Byfield acknowledged that the UCP convention attendees were much more rural than the province as a whole, and gave some credence to NDP Leader Naheed Nenshi’s position that Smith was governing for one’s own partisan faction rather than for most of the population.

“Nenshi is right: the issue of rights (of the unvaccinated) is dear to the hearts of many grassroots members, but not necessarily to the vast majority of Albertans who have been vaccinated. This is not a question for them. “Byfield said.

Following rights

Smith’s party has put one of his issues at the top of the provincial government’s political priorities.
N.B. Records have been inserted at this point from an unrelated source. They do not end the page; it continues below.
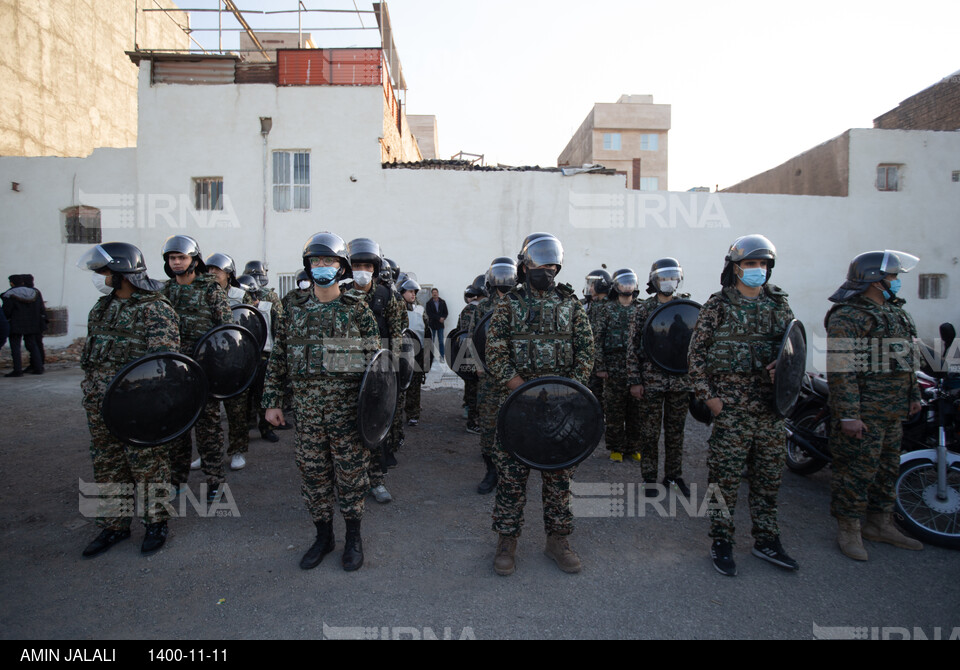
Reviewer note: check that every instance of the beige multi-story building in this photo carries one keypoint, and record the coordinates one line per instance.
(629, 136)
(66, 86)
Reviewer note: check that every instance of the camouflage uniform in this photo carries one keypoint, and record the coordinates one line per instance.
(666, 399)
(734, 340)
(621, 410)
(119, 331)
(562, 345)
(469, 317)
(594, 309)
(391, 322)
(871, 363)
(323, 350)
(200, 306)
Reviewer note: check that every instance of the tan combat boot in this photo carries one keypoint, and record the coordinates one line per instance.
(504, 563)
(879, 527)
(848, 537)
(559, 550)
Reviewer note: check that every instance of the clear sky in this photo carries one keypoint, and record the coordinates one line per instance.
(751, 84)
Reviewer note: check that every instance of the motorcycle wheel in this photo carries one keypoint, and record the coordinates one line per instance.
(798, 460)
(921, 513)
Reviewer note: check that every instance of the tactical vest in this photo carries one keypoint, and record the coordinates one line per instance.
(323, 339)
(889, 346)
(110, 344)
(541, 337)
(749, 336)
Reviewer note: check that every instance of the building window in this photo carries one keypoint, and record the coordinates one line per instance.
(208, 193)
(82, 225)
(888, 177)
(933, 287)
(611, 141)
(291, 180)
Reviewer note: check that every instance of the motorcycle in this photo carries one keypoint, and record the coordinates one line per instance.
(928, 486)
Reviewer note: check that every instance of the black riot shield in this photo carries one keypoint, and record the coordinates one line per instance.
(252, 319)
(411, 358)
(667, 333)
(791, 368)
(377, 401)
(229, 355)
(155, 399)
(550, 423)
(480, 340)
(460, 355)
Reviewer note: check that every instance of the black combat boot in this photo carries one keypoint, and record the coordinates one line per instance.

He endorsed a revision to the Bill of Rights that was much stronger and more expansive than the revisions Smith introduced last week – including new freedoms “from excessive taxation” and enshrining the right to use violent force to defend one’s property. , as well as the removal of terms that limit rights. in justifiable situations.

“Alberta’s Bill 24 is nothing more than a soft, whitewashed panacea to wipe us out,” said Ian Parkinson, a member of the Black Hat group who championed a document on stronger rights. “It’s fucking hard. We’re here.”
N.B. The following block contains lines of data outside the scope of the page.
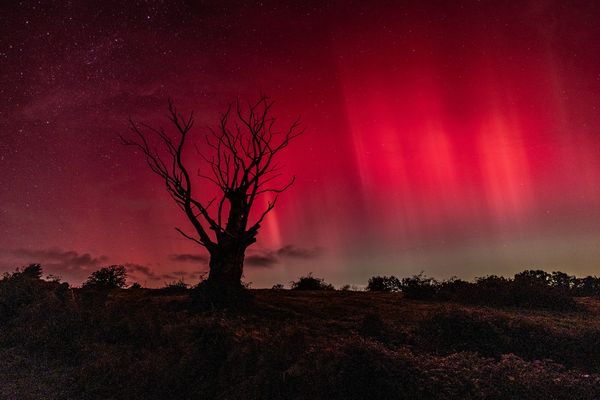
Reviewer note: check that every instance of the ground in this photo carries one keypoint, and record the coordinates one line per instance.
(152, 344)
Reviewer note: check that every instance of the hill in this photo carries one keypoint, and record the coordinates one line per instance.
(153, 344)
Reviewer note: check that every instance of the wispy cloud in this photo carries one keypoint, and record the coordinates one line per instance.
(189, 258)
(58, 258)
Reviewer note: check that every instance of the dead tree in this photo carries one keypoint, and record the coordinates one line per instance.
(240, 156)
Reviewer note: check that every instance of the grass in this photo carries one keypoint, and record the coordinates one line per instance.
(151, 344)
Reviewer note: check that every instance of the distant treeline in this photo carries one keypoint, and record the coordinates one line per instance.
(527, 289)
(530, 289)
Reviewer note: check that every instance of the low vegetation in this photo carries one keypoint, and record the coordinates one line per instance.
(61, 342)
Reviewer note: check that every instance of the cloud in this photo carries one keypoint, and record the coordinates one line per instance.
(189, 258)
(135, 269)
(292, 251)
(260, 260)
(59, 259)
(268, 258)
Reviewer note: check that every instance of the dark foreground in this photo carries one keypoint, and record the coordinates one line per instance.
(149, 344)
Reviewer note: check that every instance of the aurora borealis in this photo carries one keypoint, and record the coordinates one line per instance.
(459, 138)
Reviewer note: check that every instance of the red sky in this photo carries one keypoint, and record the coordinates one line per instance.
(459, 138)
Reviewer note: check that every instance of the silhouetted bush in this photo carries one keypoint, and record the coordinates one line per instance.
(419, 287)
(384, 284)
(112, 277)
(309, 282)
(529, 289)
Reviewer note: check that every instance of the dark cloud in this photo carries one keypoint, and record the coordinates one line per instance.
(260, 260)
(141, 269)
(58, 258)
(292, 251)
(189, 258)
(268, 258)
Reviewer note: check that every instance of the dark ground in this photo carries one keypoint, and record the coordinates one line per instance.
(152, 344)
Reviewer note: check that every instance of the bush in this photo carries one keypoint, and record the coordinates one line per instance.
(384, 284)
(419, 287)
(534, 289)
(309, 282)
(112, 277)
A man in a hat licks his lips.
UCP organizer and Black Hat leader Mitch Sylvestre reacts as party members wholeheartedly support his group’s proposals to expand the Alberta Bill of Rights. (Jason Markusoff/CBC)

Some party members argued that the proposals were poorly written and deviated from federal criminal jurisdiction, but the Black Hats received overwhelming support from convention attendees.
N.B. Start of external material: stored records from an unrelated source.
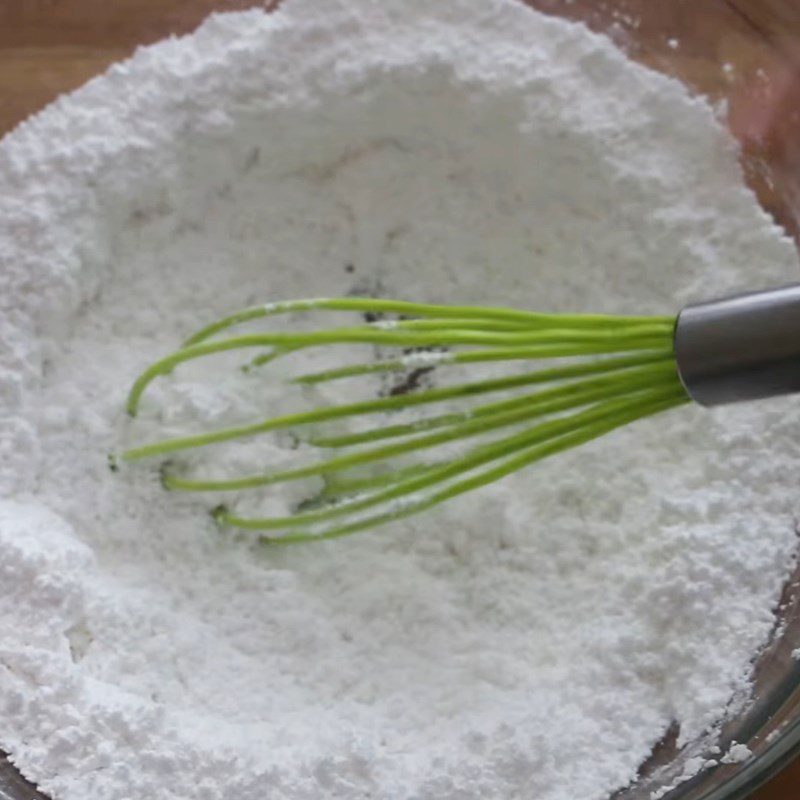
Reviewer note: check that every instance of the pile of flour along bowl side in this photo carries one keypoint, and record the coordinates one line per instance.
(535, 639)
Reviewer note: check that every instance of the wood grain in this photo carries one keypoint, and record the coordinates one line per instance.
(51, 46)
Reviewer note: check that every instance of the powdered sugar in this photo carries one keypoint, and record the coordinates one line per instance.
(532, 640)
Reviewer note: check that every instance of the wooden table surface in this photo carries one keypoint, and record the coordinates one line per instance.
(51, 46)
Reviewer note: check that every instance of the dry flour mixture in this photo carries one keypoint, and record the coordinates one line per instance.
(533, 640)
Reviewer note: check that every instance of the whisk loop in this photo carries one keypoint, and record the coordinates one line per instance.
(622, 369)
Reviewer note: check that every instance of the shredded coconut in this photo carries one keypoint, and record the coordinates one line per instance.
(535, 639)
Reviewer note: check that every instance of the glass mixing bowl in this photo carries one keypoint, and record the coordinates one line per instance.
(745, 56)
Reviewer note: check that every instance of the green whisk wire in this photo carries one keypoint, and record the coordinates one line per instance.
(622, 369)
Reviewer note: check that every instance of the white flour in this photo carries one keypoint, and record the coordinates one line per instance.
(534, 640)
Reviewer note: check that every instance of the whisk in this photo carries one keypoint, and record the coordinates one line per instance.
(600, 372)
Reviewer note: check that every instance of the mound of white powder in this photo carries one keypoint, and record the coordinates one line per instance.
(533, 640)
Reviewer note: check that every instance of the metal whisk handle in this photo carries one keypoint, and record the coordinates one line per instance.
(745, 347)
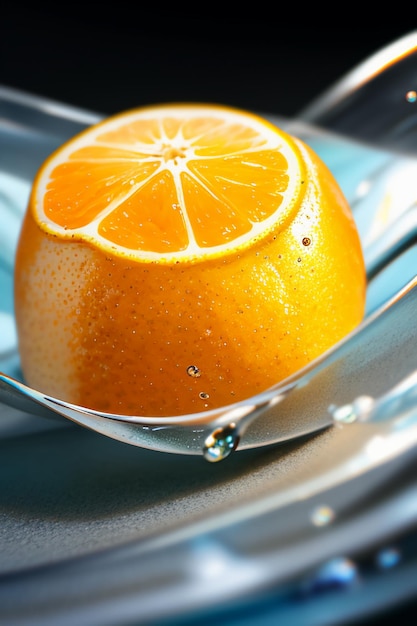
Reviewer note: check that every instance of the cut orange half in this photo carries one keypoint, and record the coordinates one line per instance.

“This is a message to the caucus,” Black Hat leader Mitch Sylvestre told the crowd. “This vote will give the government the direction and strong support it needs to move forward.”

Justice Minister Mickey Amery had been under pressure from Black Hats for stronger reforms before the bill was released, as well as last week after the bill was passed. not responded to these wishes.

In a brief interview Saturday, Amery said the UCP caucus would meet to discuss potential amendments to Bill 24 and that “we will evaluate them next week.”

Leadership, revised

Under Danielle Smith, members of the United Conservatives have become accustomed to their political dreams becoming a legislative reality, and they show no signs of stopping expecting the same.

Perhaps that’s why anti-Smith campaigners’ claims that she wasn’t doing enough for the conservative base didn’t ring true, not with more than nine-tenths of the thousands who flocked to Red Deer.

If she starts betraying their wishes now, party members could start echoing more of these complaints and give Smith political headaches, even though they won’t get another chance to weigh in on her again. leadership.

The next test of Smith’s leadership will come in the 2027 general election, in which a broader group of Albertans may not appreciate how far the premier and her UCP have come.